Open-sourcing homomorphic hashing to secure update propagation

jawns · on March 3, 2019

The post offers a brief explanation of homomorphic hashing:

> homomorphic hashing answers the question, “Given the hash of an input, along with a small update to that input, how can we compute the hash of the new input (with the update applied) without having to recompute the entire hash from scratch?” We use LtHash, a specific homomorphic hashing algorithm based on lattice cryptography, to create an efficiently updatable checksum of a database.

Imagine adding and subtracting hashes!

> For any two disjoint sets S and T, LtHash(S) + LtHash(T) = LtHash(S ∪ T).

This is cool because now you don't have to recompute from scratch a hash representing a large array; you can just compute the hash of the parts you update and perform addition and subtraction.

zzzcpan · on March 3, 2019

Years ago I was trying to use Merkle trees for checksuming and synchronizing database replicas, since everyone was doing it this way. It was immediately obvious how impractical it was. So the first thing that came to mind was to use a fixed sized Merkle tree (half trees or whatever they are called).

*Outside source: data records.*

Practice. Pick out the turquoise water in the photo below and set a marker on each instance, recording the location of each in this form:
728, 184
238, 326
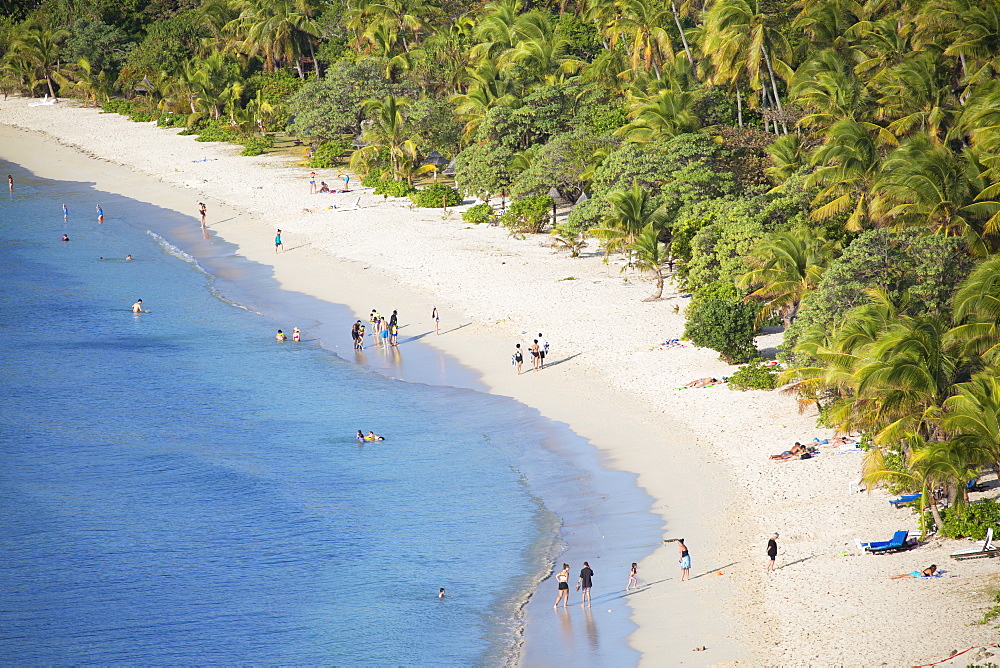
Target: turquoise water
180, 488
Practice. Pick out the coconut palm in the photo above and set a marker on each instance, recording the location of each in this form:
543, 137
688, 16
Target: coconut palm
785, 268
666, 114
631, 211
648, 255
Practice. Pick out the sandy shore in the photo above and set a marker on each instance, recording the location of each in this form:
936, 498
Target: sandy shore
700, 453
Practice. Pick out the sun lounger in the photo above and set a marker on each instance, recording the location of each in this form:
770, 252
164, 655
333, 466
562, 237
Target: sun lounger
986, 549
898, 542
905, 499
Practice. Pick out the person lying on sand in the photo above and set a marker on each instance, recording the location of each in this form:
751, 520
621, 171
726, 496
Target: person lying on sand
926, 573
795, 453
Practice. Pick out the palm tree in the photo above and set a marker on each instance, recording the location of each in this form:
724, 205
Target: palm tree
973, 418
787, 266
927, 185
848, 162
666, 114
274, 29
40, 49
389, 128
631, 212
648, 254
744, 46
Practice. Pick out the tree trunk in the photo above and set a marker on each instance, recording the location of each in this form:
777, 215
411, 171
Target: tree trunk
774, 86
687, 49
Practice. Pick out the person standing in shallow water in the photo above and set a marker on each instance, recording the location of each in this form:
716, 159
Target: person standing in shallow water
772, 552
585, 583
562, 580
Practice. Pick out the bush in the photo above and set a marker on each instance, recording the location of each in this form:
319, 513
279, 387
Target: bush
171, 119
215, 132
753, 376
970, 521
393, 188
527, 215
436, 196
724, 323
481, 213
328, 154
116, 106
256, 145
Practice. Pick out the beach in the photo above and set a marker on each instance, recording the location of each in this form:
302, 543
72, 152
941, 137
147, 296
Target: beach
701, 454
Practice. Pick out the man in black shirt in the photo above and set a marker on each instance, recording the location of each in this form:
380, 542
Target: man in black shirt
585, 583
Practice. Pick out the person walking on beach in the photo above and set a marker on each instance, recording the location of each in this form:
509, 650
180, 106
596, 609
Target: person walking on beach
585, 583
543, 350
685, 559
632, 579
563, 585
772, 552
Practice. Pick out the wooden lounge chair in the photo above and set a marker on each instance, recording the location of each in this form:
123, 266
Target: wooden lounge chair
987, 549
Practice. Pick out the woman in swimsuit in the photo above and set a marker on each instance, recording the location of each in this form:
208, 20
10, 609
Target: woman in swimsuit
563, 579
632, 580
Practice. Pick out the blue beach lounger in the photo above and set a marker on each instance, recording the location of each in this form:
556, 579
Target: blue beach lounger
898, 542
905, 499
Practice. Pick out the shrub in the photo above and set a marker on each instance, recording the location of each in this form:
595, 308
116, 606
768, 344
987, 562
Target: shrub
393, 188
256, 145
481, 213
970, 521
753, 376
116, 106
436, 196
328, 154
527, 215
215, 132
723, 322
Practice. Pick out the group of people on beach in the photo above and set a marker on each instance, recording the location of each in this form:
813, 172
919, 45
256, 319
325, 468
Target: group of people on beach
324, 188
538, 350
384, 330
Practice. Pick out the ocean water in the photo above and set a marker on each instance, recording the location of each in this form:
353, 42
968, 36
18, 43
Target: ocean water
179, 488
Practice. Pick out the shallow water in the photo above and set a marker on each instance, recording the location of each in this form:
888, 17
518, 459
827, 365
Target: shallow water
181, 488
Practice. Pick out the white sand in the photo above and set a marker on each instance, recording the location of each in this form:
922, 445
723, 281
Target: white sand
700, 453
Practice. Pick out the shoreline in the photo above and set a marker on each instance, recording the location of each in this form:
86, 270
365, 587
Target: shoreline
701, 454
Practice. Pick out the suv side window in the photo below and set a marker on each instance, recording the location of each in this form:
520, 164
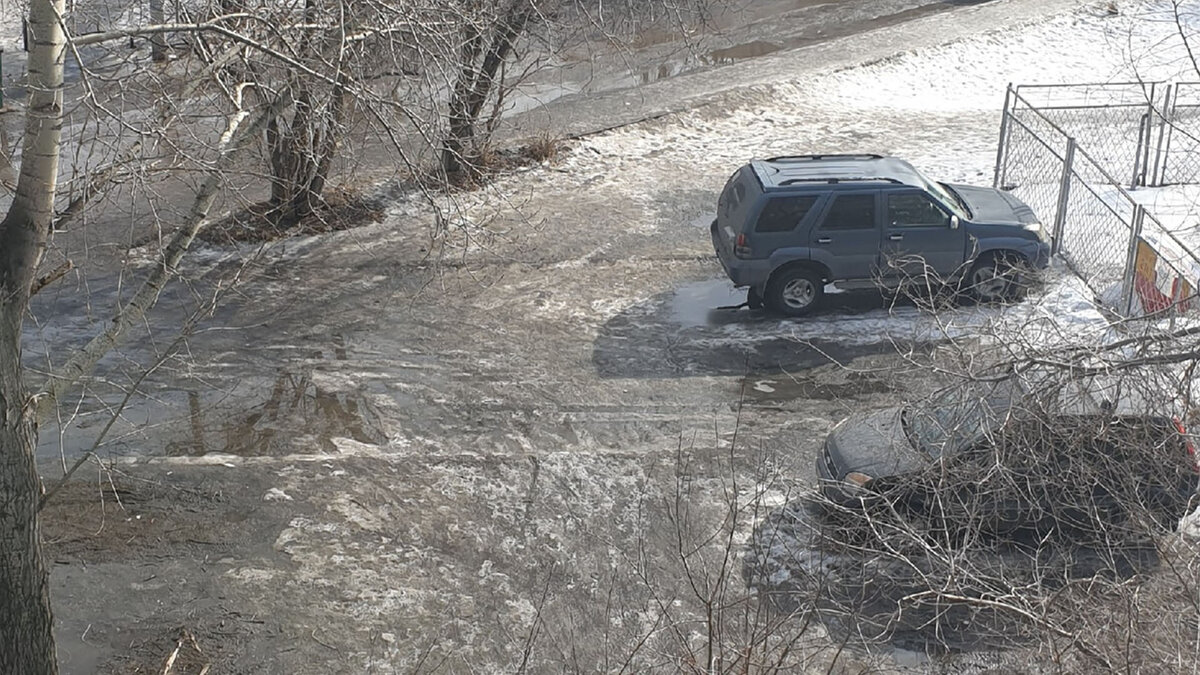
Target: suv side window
915, 209
783, 214
850, 211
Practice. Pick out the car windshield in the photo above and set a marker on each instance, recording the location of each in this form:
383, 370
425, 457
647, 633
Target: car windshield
948, 197
955, 417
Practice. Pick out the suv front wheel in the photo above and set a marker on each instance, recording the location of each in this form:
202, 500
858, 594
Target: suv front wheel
997, 278
795, 291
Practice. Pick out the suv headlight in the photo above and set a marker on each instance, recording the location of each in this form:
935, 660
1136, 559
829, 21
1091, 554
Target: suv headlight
1038, 230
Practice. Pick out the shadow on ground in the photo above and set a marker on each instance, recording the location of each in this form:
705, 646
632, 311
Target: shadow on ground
699, 329
911, 597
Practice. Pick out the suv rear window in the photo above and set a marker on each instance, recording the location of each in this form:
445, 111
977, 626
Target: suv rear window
851, 211
783, 214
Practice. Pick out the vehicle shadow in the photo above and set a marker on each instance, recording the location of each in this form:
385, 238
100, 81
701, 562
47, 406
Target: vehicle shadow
699, 329
870, 591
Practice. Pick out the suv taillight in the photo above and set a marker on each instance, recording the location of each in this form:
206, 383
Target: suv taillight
1187, 442
741, 249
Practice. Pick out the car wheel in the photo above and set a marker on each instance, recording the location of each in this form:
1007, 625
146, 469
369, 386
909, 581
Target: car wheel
997, 279
795, 291
754, 298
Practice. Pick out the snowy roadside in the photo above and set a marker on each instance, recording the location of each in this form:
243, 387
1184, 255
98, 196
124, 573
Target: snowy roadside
937, 107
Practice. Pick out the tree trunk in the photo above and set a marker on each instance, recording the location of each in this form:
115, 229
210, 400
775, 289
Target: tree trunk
27, 641
159, 40
477, 82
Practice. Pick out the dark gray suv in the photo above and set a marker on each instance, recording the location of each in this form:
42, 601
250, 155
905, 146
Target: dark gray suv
787, 226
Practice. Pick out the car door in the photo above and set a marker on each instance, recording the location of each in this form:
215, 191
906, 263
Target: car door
918, 238
846, 238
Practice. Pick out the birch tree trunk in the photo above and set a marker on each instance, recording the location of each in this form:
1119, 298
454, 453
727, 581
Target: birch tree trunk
27, 643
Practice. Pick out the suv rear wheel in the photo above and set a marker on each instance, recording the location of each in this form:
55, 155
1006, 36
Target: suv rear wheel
795, 291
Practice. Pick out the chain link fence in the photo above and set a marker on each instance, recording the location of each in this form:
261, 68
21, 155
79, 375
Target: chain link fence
1177, 148
1133, 264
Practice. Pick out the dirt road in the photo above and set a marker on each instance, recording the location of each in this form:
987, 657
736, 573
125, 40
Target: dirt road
540, 455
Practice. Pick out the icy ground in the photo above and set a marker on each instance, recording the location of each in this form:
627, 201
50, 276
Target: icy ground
415, 463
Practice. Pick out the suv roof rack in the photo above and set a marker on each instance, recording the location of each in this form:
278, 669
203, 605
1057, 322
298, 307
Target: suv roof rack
819, 157
837, 180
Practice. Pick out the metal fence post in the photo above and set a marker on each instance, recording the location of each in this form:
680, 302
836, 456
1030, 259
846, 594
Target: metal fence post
1002, 147
1139, 215
1060, 215
1156, 172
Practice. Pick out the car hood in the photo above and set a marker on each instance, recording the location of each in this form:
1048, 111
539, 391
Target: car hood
995, 207
874, 444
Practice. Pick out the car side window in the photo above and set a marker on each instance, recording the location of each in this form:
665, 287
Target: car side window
850, 211
915, 209
783, 214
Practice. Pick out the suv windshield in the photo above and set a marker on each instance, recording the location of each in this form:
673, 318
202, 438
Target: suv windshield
955, 417
947, 196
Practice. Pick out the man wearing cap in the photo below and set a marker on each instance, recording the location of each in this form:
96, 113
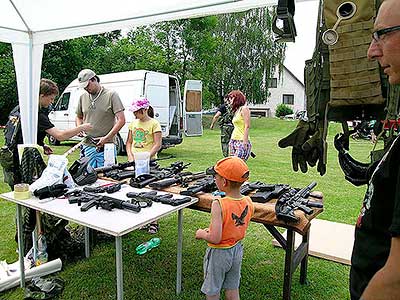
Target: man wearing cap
230, 217
375, 272
104, 110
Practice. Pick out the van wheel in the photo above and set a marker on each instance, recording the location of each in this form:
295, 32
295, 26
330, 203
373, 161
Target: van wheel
120, 145
53, 141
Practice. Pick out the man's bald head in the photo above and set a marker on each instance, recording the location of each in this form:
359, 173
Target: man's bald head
385, 48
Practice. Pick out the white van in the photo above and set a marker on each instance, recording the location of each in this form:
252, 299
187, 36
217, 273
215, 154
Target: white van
176, 115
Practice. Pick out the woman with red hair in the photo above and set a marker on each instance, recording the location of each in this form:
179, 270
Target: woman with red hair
240, 145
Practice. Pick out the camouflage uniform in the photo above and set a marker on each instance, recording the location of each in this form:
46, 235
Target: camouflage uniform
225, 123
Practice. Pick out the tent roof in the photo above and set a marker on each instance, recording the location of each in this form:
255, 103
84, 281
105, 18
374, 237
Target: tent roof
29, 24
49, 20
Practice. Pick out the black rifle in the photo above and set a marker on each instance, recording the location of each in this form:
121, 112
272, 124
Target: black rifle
168, 172
103, 189
205, 185
108, 203
79, 196
124, 165
154, 196
247, 188
265, 195
177, 179
98, 200
295, 199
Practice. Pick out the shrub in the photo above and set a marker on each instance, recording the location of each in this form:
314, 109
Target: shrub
283, 110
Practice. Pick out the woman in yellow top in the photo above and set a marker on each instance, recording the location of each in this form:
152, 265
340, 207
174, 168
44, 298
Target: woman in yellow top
144, 136
240, 145
144, 132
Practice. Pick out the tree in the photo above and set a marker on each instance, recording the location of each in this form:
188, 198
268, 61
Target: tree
8, 87
248, 53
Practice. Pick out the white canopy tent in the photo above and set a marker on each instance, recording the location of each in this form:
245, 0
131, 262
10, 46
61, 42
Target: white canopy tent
29, 25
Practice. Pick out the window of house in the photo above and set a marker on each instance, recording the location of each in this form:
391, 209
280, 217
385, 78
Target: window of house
62, 102
288, 99
273, 83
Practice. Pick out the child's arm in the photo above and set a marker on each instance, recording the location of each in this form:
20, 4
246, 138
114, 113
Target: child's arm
214, 234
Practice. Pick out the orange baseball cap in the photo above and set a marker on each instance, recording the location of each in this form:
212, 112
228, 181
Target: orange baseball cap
232, 168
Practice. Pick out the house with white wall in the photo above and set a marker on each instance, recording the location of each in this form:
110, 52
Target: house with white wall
287, 89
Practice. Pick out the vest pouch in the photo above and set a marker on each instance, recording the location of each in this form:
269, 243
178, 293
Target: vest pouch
142, 163
6, 158
354, 79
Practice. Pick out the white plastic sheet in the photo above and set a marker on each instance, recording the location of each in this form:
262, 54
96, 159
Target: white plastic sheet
42, 270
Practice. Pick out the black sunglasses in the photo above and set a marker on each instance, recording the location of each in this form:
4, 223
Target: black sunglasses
376, 36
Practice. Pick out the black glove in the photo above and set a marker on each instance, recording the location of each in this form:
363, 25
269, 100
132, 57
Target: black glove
55, 190
315, 149
296, 139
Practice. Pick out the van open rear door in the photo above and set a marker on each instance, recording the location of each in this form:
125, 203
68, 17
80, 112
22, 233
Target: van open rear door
192, 108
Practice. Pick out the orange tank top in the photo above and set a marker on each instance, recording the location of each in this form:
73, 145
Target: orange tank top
236, 215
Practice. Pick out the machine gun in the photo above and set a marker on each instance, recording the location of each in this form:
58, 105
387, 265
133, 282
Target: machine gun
154, 196
168, 172
274, 192
295, 199
92, 199
205, 185
247, 188
147, 196
181, 179
124, 165
108, 203
109, 188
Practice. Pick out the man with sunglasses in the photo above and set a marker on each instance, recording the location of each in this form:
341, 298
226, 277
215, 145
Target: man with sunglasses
375, 270
104, 110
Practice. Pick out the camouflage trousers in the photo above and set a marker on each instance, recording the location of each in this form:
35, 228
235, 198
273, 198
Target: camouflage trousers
226, 132
59, 241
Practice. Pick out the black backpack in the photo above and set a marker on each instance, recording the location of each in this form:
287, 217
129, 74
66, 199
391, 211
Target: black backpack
12, 131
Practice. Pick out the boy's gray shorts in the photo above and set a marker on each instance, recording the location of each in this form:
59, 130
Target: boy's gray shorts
222, 269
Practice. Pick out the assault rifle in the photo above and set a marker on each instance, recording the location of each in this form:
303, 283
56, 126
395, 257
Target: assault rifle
154, 196
295, 199
181, 179
247, 188
274, 192
205, 185
124, 165
108, 203
98, 200
109, 189
170, 171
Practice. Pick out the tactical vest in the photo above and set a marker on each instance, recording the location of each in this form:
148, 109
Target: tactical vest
341, 82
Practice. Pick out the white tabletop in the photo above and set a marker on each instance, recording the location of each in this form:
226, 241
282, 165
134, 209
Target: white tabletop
116, 222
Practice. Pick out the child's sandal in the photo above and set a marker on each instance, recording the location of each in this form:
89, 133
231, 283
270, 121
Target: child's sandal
153, 228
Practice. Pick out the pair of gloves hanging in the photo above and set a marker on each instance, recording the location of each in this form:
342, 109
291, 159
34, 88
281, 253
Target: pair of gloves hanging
309, 146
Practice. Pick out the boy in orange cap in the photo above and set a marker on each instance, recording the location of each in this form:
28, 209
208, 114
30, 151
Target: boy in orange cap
230, 217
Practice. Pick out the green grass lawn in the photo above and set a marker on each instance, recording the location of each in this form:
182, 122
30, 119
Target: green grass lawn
152, 276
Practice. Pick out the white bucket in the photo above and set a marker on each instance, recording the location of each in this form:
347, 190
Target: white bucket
109, 154
142, 163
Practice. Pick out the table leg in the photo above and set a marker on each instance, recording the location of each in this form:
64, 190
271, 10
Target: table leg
87, 242
289, 268
304, 261
179, 254
20, 246
119, 268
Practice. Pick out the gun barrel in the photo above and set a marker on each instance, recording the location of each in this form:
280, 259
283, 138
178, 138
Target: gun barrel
164, 183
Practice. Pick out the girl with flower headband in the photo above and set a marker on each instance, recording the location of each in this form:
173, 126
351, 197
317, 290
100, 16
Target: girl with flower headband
144, 132
144, 136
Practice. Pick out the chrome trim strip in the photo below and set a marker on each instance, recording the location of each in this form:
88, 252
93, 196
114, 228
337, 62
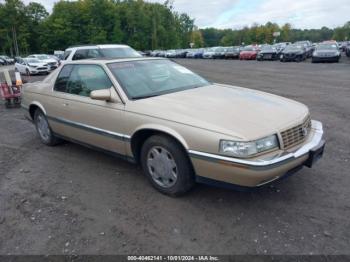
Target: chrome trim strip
91, 128
316, 139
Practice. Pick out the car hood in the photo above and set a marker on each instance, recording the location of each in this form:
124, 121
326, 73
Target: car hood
268, 52
327, 51
37, 64
235, 111
249, 52
292, 52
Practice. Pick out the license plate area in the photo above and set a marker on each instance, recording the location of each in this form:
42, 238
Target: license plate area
315, 154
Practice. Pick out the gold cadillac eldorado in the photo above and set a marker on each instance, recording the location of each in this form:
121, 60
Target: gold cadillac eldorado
178, 126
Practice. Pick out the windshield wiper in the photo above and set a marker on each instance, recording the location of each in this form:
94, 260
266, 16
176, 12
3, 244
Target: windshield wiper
144, 96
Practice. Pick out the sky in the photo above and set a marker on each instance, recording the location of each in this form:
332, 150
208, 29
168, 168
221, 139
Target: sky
236, 14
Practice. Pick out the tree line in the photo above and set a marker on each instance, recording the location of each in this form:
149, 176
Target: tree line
260, 34
143, 25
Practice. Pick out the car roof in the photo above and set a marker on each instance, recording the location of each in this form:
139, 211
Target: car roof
96, 46
112, 60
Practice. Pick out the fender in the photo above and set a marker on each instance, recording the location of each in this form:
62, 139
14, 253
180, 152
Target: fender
164, 129
38, 104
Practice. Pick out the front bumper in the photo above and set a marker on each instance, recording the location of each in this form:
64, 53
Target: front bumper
261, 170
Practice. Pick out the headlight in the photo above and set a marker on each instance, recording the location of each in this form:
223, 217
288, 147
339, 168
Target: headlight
246, 149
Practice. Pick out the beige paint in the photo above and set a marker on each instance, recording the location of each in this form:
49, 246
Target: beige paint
198, 118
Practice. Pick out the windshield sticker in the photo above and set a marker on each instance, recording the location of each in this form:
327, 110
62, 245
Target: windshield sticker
121, 65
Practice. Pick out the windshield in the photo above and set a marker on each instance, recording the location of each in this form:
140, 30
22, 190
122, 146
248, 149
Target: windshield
293, 48
119, 52
267, 48
42, 57
326, 47
32, 60
145, 78
248, 48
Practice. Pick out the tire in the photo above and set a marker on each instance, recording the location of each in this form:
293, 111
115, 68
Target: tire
8, 103
167, 165
44, 131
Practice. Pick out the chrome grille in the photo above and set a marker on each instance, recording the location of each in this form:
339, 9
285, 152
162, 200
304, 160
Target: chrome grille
297, 134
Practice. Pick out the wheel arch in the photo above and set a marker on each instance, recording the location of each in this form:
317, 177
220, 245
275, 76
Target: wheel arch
143, 133
33, 107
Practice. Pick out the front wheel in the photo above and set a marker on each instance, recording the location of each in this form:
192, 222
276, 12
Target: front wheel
44, 130
167, 165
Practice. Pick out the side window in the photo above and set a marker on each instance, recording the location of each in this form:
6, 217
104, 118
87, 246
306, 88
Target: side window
62, 79
92, 53
86, 78
66, 54
80, 54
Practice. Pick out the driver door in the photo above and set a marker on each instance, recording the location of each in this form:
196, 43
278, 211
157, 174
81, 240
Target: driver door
93, 122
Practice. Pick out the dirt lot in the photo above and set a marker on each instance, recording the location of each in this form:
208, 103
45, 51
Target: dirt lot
72, 200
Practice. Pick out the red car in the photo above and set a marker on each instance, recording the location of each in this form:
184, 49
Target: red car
248, 53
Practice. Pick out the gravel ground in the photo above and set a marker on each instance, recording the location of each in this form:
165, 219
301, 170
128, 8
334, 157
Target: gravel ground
72, 200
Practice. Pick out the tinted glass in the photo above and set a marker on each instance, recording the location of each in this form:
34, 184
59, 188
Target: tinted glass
86, 78
154, 77
327, 46
119, 52
66, 54
62, 79
80, 54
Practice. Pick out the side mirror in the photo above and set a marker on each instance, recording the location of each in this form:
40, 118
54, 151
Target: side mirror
102, 94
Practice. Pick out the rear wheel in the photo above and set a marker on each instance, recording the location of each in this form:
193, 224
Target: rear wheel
44, 130
166, 165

It was essentially an array of 64k hashes with each element storing a hash for a set of database keys. That, however, required rescanning multiple keys on updates and the number of keys depended on the database size. Of course this wasn't going to work well. Naturally the same idea of adding and subtracting hashes came to mind. Adding a hash of a key on update and subtracting on removal allowed to completely eliminate reads from disk. And rescanning a particular set of keys was only necessary during background synchronization and only when a key was missing on a replica, which was pretty rare. Although I don't use this approach anymore, it did work well and was trivial to implement.

maximegarcia · on March 3, 2019

Saving it. This is what I dreamt of for the ETag header of a list of items in a REST API (when caching each of the items separatly).

dfox · on March 3, 2019

I somehow fail to see why the example in the article needs the hash to have some special property of homomophicity. When you represent the overall hash of your dataset as a sum of individual item hashes it trivially follows that change of one item means that you substract the hash of original version and add the hash of new version.

Or am I missing something? (apart from the somewhat obvious security implications of doing such a thing in the first place)

ivmaykov · on March 3, 2019

Disclaimer: I’m one of the authors of the paper/blog post/code.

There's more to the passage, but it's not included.